The people who bought houses they couldn't afford are relevant to the current crisis only in that they are the product that these mortgage brokers were selling. This is no different than, say, if someone in the meat industry said, "I got some tainted meat, real bad, but folks won't know though, I've got a special process that covers it up." They knew that these were bad loans, and not knowing wouldn't be an excuse because it was their business to know and to refuse loans to people who couldn't pay. So, corruption or incompetence, take your pick (really? a little from column A and a little from column B.).
Understand, the mortgage brokers were not trying to make money in the traditional way that is done with a mortgage (loan out money, have the person pay it back with interest, make a profit).

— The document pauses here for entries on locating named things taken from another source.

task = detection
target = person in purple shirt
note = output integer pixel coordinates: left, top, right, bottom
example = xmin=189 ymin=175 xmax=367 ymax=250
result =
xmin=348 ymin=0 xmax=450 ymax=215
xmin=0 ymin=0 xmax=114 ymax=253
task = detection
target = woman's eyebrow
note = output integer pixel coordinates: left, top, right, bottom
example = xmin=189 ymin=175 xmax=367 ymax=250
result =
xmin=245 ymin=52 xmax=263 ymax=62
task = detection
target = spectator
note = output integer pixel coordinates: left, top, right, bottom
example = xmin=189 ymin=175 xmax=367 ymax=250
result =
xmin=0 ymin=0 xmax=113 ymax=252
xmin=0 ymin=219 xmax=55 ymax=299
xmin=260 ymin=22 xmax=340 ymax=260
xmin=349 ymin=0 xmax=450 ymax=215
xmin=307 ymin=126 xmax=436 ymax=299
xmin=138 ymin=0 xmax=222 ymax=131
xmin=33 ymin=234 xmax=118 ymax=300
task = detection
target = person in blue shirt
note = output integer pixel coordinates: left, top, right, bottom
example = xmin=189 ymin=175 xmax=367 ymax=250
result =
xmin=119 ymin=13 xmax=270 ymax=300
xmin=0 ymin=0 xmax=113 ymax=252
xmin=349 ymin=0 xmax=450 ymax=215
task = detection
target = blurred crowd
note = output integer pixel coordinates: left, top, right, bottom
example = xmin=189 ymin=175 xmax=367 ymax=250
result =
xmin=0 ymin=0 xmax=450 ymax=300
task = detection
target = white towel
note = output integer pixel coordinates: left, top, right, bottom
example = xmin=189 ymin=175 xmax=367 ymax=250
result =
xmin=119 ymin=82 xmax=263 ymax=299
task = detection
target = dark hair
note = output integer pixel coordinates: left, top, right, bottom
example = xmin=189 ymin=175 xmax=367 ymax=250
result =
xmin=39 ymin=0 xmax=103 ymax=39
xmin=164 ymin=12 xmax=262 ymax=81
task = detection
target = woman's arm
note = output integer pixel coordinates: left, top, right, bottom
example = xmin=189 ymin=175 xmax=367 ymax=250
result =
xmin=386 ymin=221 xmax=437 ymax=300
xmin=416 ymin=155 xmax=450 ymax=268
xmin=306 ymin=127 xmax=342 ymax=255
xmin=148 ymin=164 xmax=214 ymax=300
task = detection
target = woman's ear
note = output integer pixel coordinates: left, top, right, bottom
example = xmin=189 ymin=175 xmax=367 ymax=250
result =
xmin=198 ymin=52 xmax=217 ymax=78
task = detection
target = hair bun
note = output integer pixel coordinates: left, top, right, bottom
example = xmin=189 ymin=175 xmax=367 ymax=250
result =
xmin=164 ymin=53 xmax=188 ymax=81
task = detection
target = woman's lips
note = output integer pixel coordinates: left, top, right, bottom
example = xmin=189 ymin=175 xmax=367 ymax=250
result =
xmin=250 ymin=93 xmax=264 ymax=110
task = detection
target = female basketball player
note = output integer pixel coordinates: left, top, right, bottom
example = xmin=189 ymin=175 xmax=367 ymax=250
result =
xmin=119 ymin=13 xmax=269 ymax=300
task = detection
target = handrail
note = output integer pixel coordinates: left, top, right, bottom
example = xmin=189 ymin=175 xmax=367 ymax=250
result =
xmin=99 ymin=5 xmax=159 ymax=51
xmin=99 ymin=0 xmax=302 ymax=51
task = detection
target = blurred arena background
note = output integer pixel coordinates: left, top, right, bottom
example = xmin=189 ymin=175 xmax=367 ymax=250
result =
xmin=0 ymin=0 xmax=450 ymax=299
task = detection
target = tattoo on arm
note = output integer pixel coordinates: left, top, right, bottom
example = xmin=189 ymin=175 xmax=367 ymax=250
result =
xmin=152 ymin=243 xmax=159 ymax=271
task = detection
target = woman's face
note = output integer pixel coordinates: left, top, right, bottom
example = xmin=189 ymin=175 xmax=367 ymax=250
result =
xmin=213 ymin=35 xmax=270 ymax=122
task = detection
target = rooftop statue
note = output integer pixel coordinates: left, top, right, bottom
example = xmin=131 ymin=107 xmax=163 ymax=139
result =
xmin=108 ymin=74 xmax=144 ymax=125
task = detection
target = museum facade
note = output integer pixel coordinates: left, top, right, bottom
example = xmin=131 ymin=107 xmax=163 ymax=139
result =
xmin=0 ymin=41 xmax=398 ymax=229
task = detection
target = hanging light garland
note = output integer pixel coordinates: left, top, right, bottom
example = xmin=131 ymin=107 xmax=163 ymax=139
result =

No, they were collecting mortgages to be sold on the open market, after being sliced, diced and repackaged into complex derivatives.
To get product to sell, they went after people with senile dementia, and helped people lie about their ability to pay back the loans they were taking out. They knew they were selling fiction. Of course, some of the buyers knew they were buying fiction, too, which they could then sell to their "little people" customers. How much people knew and when they knew it I don't know, but they should have paid attention to Warren Buffet, who called them Financial Weapons of Mass Destruction. Now we are recieving the payload, and we all get to pay to bail out these corrupt, incompetant charlatans.